My Chromebook died over the weekend. Computers are like dogs. Usually, they get sick over the weekend when the only remedy is the weekend vet at double the price.
I don’t know if I believe this but if things happen in threes, the Chromebook was No. 3. First the microwave crashed, then the windshield shattered on Sue’s car and now this.
Chromebooks are like laptops. Cheap laptops. In order to work, they require Wi-Fi and a squirrel running circles in a cage.
I paid $399 for mine. I felt like I had gotten a good deal. I stayed under $400. Tax doesn’t count.
A $399 laptop delivers the same kind of satisfaction as does a set of free weights that you paid $40 for at a yardsale. In a month, you’ve gotten your money’s worth. In two months, you’re making money.
Mine was an ASUS, which sounds like the sound someone makes when they sneeze. A few days ago, the laptop wouldn’t light up. Maybe it was a charging problem so I charged it for a couple of hours but it still wouldn’t turn on.
I went into denial. I held on tight to what had been, but what had been was gone and all the charging in the world wasn’t bringing it back.
I called India. I like calling India. “Dan,” my ASUS customer rep was polite, friendly and eager to help.
“Dan” put me through my paces like a hotwalker would a horse after a good workout.
“Press the On button for 15 seconds in concert with the reset button,” he said. “If that doesn’t work, try holding both down for a minute.”
We tried everything but chanting, lighting a sprig of white sage and raising our glasses to the partnership between America and India.
After Dan and I said goodbye, I tried to pretend I didn’t care whether the Chromebook worked again. I turned my back on it like you might a pretty girl in high school hoping she’ll be impressed because you don’t care if she goes out with you or not.
When that didn’t work, I put the Chromebook back in its case and let it sit overnight in a drawer. Solitary confinement might give ASUS an opportunity to rethink its insouciance.
“You know, Dad, you sort of got your money’s worth,” Sam said. “Three years on a laptop you paid $400 for.”
Not $400, $399. My deal was a better deal.
“Dan” had left instructions if I wanted to send ASUS in for diagnosis and repairs.
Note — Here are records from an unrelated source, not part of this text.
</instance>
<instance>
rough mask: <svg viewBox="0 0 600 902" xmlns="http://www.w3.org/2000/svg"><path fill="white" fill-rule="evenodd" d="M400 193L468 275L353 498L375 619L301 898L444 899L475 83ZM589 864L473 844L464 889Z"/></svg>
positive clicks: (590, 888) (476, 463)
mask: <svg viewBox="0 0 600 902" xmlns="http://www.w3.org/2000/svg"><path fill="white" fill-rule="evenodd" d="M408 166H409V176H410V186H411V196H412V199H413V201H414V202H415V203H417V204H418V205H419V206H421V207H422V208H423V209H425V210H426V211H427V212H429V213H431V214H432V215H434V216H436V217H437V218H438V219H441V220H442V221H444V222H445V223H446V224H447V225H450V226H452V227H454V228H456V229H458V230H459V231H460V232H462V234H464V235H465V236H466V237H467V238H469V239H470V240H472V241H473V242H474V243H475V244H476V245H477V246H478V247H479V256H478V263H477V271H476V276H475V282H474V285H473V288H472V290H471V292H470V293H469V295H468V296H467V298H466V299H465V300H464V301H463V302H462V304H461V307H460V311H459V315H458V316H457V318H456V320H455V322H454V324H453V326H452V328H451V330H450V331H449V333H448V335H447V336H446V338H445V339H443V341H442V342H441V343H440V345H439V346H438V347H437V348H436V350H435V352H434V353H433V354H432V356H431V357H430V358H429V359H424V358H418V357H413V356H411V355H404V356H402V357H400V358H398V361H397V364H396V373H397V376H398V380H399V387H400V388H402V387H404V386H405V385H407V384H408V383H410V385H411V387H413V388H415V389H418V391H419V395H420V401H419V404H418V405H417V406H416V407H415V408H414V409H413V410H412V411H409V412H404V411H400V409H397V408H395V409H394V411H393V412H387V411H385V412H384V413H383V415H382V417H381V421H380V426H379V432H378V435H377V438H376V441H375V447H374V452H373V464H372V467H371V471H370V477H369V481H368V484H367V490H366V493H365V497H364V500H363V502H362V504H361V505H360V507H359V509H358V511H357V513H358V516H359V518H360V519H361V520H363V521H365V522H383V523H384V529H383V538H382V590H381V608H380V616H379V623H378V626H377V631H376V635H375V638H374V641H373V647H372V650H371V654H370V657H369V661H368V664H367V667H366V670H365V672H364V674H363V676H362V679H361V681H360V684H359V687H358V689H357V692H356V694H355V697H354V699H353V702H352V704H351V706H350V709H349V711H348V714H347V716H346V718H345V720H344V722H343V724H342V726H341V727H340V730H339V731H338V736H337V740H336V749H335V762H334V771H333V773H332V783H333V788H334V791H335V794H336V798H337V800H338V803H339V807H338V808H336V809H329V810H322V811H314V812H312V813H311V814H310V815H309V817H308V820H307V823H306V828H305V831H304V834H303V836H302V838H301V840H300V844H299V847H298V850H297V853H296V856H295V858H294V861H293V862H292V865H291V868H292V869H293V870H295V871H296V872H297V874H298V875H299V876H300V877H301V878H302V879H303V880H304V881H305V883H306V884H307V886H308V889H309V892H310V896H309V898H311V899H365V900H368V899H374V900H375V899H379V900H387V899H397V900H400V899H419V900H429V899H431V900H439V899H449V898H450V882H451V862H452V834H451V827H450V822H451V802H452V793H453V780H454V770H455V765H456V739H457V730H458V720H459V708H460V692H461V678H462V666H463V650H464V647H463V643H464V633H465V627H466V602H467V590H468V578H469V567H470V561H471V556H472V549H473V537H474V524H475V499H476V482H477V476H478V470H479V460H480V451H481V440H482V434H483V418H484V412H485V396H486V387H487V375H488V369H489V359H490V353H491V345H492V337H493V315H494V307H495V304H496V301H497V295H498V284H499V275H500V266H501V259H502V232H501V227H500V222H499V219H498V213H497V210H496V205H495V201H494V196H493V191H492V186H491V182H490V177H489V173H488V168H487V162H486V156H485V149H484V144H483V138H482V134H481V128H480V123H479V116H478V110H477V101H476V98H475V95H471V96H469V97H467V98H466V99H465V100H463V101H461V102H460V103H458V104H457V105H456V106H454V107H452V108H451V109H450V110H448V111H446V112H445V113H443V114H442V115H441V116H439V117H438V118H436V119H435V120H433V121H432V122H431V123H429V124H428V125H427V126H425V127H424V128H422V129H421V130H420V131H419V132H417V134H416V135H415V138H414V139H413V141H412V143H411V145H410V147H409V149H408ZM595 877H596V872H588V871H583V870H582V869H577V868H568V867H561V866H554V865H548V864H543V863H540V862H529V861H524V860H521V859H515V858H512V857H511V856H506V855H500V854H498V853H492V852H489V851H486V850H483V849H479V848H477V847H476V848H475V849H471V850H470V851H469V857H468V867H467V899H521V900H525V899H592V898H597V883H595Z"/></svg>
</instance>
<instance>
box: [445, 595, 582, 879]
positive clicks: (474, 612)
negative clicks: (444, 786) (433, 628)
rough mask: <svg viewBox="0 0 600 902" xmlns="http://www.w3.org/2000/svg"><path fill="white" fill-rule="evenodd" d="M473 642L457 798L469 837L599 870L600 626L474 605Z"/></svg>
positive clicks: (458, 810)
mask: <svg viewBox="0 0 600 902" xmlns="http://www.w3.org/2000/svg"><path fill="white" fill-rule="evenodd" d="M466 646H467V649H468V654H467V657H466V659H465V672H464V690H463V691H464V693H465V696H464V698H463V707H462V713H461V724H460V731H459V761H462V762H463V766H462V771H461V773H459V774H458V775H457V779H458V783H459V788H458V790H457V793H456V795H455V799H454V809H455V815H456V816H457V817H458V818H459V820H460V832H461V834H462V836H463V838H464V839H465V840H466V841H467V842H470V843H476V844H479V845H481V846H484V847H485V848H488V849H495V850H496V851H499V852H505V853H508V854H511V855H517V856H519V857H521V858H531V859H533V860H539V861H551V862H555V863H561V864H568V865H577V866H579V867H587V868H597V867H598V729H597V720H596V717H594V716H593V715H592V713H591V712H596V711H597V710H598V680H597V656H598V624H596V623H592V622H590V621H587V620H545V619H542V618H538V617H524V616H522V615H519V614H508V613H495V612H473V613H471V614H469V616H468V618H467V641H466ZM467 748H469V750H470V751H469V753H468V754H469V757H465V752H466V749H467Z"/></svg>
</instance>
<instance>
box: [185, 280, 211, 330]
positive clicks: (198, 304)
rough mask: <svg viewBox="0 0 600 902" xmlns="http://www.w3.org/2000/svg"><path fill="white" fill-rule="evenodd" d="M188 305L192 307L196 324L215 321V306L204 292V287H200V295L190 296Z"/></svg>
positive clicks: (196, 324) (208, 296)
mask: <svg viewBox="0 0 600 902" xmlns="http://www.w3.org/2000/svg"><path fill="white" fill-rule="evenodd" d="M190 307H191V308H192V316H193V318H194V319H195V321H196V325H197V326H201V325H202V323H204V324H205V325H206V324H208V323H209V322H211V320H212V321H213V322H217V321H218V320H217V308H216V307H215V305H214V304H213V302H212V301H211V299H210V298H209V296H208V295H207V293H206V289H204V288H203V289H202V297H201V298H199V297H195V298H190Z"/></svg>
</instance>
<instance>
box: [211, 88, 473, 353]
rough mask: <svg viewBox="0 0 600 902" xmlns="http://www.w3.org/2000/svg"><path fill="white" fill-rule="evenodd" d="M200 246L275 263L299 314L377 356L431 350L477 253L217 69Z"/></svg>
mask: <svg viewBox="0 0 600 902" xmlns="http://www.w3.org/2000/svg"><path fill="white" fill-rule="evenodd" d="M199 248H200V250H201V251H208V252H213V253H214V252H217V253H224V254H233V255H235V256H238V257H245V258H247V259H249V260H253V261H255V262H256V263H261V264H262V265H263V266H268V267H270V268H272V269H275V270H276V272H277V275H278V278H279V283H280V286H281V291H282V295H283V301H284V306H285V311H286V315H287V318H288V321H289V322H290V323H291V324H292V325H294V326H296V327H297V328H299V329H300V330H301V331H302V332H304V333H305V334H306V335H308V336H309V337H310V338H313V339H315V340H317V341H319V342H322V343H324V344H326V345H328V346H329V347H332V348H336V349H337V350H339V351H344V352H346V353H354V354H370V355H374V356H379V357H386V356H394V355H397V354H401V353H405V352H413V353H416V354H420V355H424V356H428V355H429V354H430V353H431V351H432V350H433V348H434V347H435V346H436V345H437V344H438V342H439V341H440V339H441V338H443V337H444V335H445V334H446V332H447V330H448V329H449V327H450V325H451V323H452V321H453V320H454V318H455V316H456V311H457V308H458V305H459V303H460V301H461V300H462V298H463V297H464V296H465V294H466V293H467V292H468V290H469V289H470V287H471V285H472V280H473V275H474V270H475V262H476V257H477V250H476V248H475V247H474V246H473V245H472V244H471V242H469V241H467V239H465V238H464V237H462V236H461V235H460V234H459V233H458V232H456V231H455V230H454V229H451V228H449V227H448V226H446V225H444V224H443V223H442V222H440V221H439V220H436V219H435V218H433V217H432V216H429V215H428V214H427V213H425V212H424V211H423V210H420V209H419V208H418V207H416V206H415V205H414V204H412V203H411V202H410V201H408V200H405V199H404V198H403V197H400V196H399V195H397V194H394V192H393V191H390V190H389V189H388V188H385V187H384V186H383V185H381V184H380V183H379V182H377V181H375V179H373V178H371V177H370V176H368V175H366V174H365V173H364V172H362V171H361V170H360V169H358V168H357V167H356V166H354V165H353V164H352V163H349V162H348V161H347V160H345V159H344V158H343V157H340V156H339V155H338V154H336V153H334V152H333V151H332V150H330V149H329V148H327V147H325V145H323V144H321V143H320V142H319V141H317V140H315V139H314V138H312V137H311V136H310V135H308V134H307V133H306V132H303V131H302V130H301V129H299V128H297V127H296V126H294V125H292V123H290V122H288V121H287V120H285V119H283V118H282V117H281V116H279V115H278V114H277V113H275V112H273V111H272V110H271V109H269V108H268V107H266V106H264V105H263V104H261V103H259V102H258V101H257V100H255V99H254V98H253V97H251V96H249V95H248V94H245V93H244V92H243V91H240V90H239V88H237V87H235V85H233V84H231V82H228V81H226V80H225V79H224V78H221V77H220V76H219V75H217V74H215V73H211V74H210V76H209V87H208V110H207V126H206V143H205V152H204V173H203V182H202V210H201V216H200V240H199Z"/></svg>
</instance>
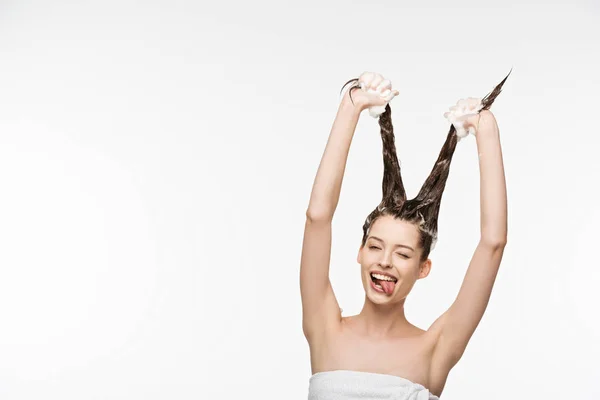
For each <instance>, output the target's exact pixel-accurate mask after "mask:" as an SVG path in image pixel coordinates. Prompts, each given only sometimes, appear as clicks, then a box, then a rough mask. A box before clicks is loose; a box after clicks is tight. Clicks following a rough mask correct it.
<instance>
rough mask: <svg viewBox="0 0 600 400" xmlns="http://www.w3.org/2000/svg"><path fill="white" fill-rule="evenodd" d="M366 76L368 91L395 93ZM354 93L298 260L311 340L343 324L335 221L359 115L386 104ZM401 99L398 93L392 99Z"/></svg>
mask: <svg viewBox="0 0 600 400" xmlns="http://www.w3.org/2000/svg"><path fill="white" fill-rule="evenodd" d="M365 76H366V75H365V74H363V75H361V81H360V82H366V84H367V87H369V86H372V87H374V88H377V87H379V88H384V87H390V88H391V86H390V84H389V81H385V80H383V77H381V75H373V76H370V77H369V76H366V80H365ZM369 78H370V79H369ZM388 92H389V91H388ZM351 94H352V99H351V98H350V90H348V91H346V93H345V94H344V96H343V98H342V101H341V103H340V106H339V109H338V112H337V115H336V117H335V120H334V122H333V127H332V129H331V133H330V134H329V139H328V141H327V145H326V147H325V152H324V153H323V157H322V159H321V163H320V164H319V168H318V170H317V175H316V178H315V181H314V184H313V188H312V192H311V196H310V202H309V205H308V209H307V210H306V224H305V228H304V239H303V244H302V256H301V261H300V293H301V296H302V328H303V331H304V335H305V336H306V338H307V339H308V340H309V341H310V340H311V339H312V338H314V337H315V336H316V335H319V334H320V333H322V332H324V330H326V329H328V328H330V327H332V325H334V326H335V324H337V323H339V322H340V321H341V311H340V308H339V305H338V302H337V300H336V298H335V295H334V293H333V289H332V287H331V282H330V280H329V261H330V255H331V222H332V219H333V214H334V212H335V209H336V207H337V204H338V201H339V197H340V191H341V187H342V180H343V177H344V171H345V169H346V160H347V159H348V152H349V150H350V143H351V142H352V138H353V136H354V131H355V129H356V125H357V123H358V119H359V117H360V113H361V112H362V111H363V110H364V109H366V108H368V107H371V106H382V105H385V104H387V101H385V100H383V99H382V98H381V97H380V96H379V95H374V94H371V93H368V92H367V90H363V89H360V88H357V89H353V90H352V93H351ZM397 94H398V92H396V91H394V93H393V95H397ZM391 97H393V96H391ZM388 99H389V96H388Z"/></svg>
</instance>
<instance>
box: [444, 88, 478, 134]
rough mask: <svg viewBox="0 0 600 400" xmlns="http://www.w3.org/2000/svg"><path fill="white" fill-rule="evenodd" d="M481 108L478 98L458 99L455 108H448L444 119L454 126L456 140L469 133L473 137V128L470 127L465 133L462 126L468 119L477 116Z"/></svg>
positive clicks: (472, 97) (452, 107) (463, 129)
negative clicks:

The company charged $60 for the diagnosis and more if they had to do anything.
Before I made a decision, I tossed ASUS in the wastebasket in my office. I wanted to show him I was serious. That if he wanted to live, he would have to choose to live soon. A couple hours later I took him out of the trash to see if he had gotten the message but he hadn’t. The laptop was deader than Copernicus.
I drove to Costco and asked if they had Chromebooks. Does a monkey like coconuts? They had an HP for $299. That’s my sweetspot. It’s been a week and I’m already making money.